From press accounts in the Washington Post and elsewhere, it appears that a prisoner already in jail for attacking two women joggers in the same park where Chandra Levy was killed, in the same year she was killed, and close to the same time she was killed, will soon be charged in her murder. The new emerging conventional wisdom is that her lover, then-Congressman Gary Condit, had nothing to do with her murder.
The allegations and insinuations of Condit's involvement in the murder--from the National Enquirer to the mainstream media--rested essentially on Condit's reluctance to detail his sexual history with Levy and other women despite a marriage of long standing. Condit clearly had things he wanted to hide or obscure, and therefore he was unable to clear himself in the media-driven court of public opinion.
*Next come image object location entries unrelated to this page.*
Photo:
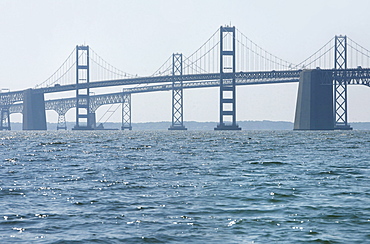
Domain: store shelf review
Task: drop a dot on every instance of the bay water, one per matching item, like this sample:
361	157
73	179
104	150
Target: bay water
185	187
But it was more than Condit's evasiveness that did him in. The fact is that the narrative asserting that he was the likely killer served powerful interests in Washington and California.
After George Bush had achieved the Presidency, in essence, by a 5 to 4 vote of the 7 to 2 Republican-dominated U.S. Supreme Court, Republican Party legitimacy was low in many circles. A widespread belief that Congressional Democrats had a murderer in their ranks certainly provided a counterweight delegitimizing Democrats.
The focus on Condit's sex life, like the focus on President Clinton's sex life, also served to promote the right-wing populism of "Washington politicians are no better than anyone else. How dare they pass laws taxing us and telling us what to do!"
The similarity of age, occupation, education, social class and religion of Chandra Levy with Monica Lewinsky served to also as a reminder of the Clinton's sex scandals. It had the added bonus of portraying Washington Democrats as a corrupter of American youth. The fact that Condit had attacked Clinton for his behavior with Lewinksy added the exposure of hypocrisy to the justifications for the dominant narrative.
Finally, Condit's status as a conservative Democrat who often voted with the Republicans undercut any hopes he may have had of rallying Democrats behind him. California state legislators greased the skids for him by giving him a substantially different Congressional district, and doomed California Democratic Governor Gray Davis publicly attacked him. Washington Democrats, too, often seemed to feel that the legal and media troubles could not be happening to a nicer guy.
The reporter who comes out of this looking the best is Dan Rather, who steadily refused to air the Condit story on CBS because he felt the accusations were unsubstantiated. For this act of heresy, he was often pilloried by right-wing extremists who of course had many other grievances against him as well.
There is clearly a market for political scandals focusing on personal moral and ethical failures that exceeds the number of such publicly revealed scandals. So there are all too few with Rather's guts to just say no to a juicy offering.
The Conditmania of the national press was going strong until 9/11. After 9/11, Gary Condit was superfluous to the national debate. George W. Bush's legitimacy skyrocketed, and sex scandals took a back seat to the "let's unite and rally around the President" narrative. Condit made a limited comeback of sorts, carrying the old part of his Congressional district narrowly, and losing the Democratic primary in the new part.
Condit is said to be writing a book on the episode. If it is published, it will probably enjoy respectable sales. Free of criminal taint, Condit may return to Washington as a lobbyist, consultant, or pundit. It is even possible that he, or, more likely, one of his sons could get elected to something in California.
The more fundamental question is how this incident will influence the news media, if at all. America desperately needs a media that focuses on what government actually does to affect the lives of our citizens, and the endless search for scandal in a world of limited political attention is a counternarrative, a junk food narrarative, that tends to drive out real focus on what government does and fails to do.
Whether or not the Condit case actually affects media coverage in the future, it certainly will force an internal debate among television talking heads, bloggers, editors, reporters, and journalism professors. Long after most of his Congressional peers have been forgotten, Condit will remain a person that many Americans have heard of and have opinions about.